In today’s social media era, engagement isn’t about popularity — it’s currency. Platforms like X (formerly Twitter) have monetised user interactions and engagement, transforming likes, shares, and comments into potential payouts. But as users chase virality, the lines blur between actual conversations and engineered controversy.
The question is, why?
Picture this: An Indian entrepreneur criticises a US hotel/casino for charging ₹1,200 for a bottle of water, while drawing comparisons between Indian and American hospitality. Also, an Indian CEO/cofounder of a US based start-up sparked outrage by claiming his employees should work many hours with no regards for work-life balance.
What connects these examples? Both individuals are Premium X subscribers, and their posts received — 828.4K and 1.6M views, in terms of engagement respectively. While their opinions sparked controversy, the real goal was to gain visibility and potentially earn money.
This isn’t accidental. Engagement farming — seeking maximum interactions — and engagement baiting — crafting posts designed to elicit responses — could be at play.
In 2023, X introduced a revenue-sharing programme allowing premium users to earn money through ads. By October 2024, it evolved to payouts depending on engagement from Premium users, not just ads in replies. This shift brought about creators to prioritise virality over substance, often using controversy to cash in. Influencers in positions of privilege often use polarising topics like work-life balance, social dynamics to get more reactions and increase their earnings.

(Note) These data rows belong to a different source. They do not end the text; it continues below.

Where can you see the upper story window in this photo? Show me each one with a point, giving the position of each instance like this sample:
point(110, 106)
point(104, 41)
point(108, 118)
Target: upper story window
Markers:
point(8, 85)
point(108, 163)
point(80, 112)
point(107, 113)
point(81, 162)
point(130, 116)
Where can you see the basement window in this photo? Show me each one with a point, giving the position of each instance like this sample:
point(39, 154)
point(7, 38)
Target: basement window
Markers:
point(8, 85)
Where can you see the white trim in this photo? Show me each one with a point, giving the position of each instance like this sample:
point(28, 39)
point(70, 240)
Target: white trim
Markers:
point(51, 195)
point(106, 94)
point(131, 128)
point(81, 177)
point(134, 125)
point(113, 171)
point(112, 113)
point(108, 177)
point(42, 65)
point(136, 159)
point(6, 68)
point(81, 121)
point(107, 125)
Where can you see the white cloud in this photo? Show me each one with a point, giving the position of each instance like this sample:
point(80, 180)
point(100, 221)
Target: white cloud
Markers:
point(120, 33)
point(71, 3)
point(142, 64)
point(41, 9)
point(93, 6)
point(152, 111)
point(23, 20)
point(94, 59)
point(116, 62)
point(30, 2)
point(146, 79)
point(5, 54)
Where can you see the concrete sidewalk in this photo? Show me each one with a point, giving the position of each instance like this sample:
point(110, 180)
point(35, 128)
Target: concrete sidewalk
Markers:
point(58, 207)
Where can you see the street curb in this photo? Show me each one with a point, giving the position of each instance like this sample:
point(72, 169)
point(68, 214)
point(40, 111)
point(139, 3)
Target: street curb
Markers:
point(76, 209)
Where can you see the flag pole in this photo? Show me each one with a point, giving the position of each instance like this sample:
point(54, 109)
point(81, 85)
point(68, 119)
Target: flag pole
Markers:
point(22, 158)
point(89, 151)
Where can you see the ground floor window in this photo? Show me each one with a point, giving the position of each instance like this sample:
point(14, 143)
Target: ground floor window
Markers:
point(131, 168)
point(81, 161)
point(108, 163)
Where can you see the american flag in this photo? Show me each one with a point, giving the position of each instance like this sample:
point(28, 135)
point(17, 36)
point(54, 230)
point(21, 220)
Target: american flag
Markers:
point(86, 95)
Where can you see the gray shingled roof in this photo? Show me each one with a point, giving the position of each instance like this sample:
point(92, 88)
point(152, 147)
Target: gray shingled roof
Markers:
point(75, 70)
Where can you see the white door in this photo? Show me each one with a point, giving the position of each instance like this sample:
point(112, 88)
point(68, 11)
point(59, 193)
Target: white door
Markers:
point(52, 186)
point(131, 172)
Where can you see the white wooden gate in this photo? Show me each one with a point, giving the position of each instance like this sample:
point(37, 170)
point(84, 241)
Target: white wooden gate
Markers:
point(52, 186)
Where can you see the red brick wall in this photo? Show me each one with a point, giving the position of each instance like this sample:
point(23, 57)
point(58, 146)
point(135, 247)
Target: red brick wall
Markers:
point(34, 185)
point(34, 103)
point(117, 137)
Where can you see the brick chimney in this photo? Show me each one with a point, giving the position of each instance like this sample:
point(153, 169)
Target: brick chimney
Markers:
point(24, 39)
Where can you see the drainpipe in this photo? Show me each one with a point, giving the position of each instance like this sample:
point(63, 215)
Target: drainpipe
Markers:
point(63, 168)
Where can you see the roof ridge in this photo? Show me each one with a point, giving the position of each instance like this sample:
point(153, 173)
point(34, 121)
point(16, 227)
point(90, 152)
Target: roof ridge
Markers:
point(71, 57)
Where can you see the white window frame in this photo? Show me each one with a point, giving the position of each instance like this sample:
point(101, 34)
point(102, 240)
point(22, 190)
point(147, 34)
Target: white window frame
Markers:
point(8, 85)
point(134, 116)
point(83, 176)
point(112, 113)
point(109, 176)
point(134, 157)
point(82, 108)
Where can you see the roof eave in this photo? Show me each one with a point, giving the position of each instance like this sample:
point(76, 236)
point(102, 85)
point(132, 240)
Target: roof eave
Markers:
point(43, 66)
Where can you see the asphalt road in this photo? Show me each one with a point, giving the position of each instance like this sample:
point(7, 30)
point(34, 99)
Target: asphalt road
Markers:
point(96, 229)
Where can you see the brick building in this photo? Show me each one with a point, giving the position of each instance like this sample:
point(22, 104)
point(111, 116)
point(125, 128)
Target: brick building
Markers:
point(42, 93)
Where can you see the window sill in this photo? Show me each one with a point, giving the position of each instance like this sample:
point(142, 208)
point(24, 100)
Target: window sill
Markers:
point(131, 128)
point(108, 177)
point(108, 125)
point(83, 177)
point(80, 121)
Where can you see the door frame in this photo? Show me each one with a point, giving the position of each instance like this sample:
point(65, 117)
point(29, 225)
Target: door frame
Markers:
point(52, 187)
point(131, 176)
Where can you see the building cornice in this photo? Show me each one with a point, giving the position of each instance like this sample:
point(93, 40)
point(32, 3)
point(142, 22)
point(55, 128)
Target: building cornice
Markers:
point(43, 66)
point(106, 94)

At the same time, users are pushing back. Some call them out, many avoid engaging directly with these posts and instead share screenshots to discuss it elsewhere.
Are platforms doing enough to stop these practices, or is it another business model for them?
Before engaging, ask yourself: Are you adding to the conversation or just boosting someone’s earnings?
A moment’s thought before commenting can make a difference.